En su análisis titulado ‘Riesgo de que redes criminales instrumentalicen elecciones para ganar poder en el Estado‘, el ICP sostuvo que la política de ‘paz total’, sin mecanismos eficaces de verificación de los ceses al fuego ni acciones para enfrentar a los grupos armados ilegales, habría permitido el fortalecimiento y la expansión territorial de varias estructuras.
Como parte de sus acciones de seguimiento, el ICP y la Fundación Colombia 2050 conformaron la Veeduría Ciudadana: Entorno Electoral 2026, integrada por 126 veedores y coordinadores territoriales en 42 municipios priorizados.
El mecanismo tiene como objetivo monitorear posibles riesgos de interferencia criminal en el proceso electoral mediante observación territorial y seguimiento de fuentes abiertas.
Las organizaciones indicaron que sus hallazgos serán presentados ante autoridades colombianas y actores internacionales comprometidos con la defensa de la democracia en el país.
Según indicaron, es necesario identificar territorios donde candidatos no pudieron realizar campaña o donde comunidades enfrentan restricciones para reunirse, participar en política o votar libremente.
Advirtieron que una jornada electoral aparentemente tranquila podría ocultar presiones ilegales sobre el voto.
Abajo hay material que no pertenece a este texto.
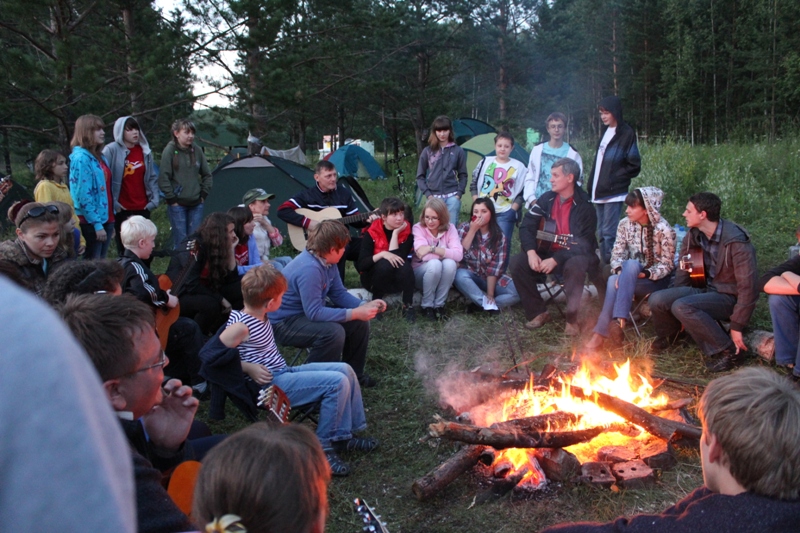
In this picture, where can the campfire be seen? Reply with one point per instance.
(609, 428)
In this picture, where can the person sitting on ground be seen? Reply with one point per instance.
(334, 385)
(437, 252)
(185, 338)
(750, 460)
(481, 276)
(96, 276)
(51, 171)
(442, 168)
(568, 206)
(35, 251)
(118, 334)
(211, 284)
(730, 287)
(543, 155)
(303, 320)
(782, 284)
(264, 479)
(327, 192)
(642, 262)
(384, 264)
(501, 178)
(265, 234)
(134, 176)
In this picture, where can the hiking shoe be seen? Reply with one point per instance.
(356, 444)
(366, 381)
(338, 467)
(538, 321)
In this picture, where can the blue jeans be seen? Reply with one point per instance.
(328, 342)
(785, 312)
(698, 310)
(454, 208)
(607, 222)
(184, 221)
(434, 278)
(336, 385)
(96, 249)
(473, 287)
(618, 301)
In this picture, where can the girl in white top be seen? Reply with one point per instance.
(437, 252)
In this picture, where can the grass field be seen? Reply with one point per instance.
(758, 185)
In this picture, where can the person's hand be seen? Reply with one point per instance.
(172, 301)
(168, 423)
(738, 340)
(547, 265)
(395, 260)
(534, 261)
(258, 373)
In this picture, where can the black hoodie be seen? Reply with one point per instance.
(621, 161)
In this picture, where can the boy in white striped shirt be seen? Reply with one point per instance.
(335, 385)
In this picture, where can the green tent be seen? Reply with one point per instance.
(482, 145)
(234, 176)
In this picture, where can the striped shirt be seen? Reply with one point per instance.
(259, 347)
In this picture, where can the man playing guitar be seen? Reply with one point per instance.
(327, 193)
(729, 262)
(568, 205)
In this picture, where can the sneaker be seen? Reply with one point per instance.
(366, 381)
(356, 444)
(338, 467)
(538, 321)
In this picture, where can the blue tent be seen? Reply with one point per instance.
(352, 160)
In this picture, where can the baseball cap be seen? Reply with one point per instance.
(256, 194)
Por ello, señalaron la importancia de investigar situaciones como confinamientos, manuales de convivencia impuestos por estructuras criminales o aumentos atípicos en la inscripción de cédulas.
“Una elección aparentemente tranquila puede esconder una captura estructural del voto”, indicaron las organizaciones, al señalar que la defensa de la democracia implica garantizar que los ciudadanos puedan participar en política y ejercer su derecho al voto sin presiones ilegales.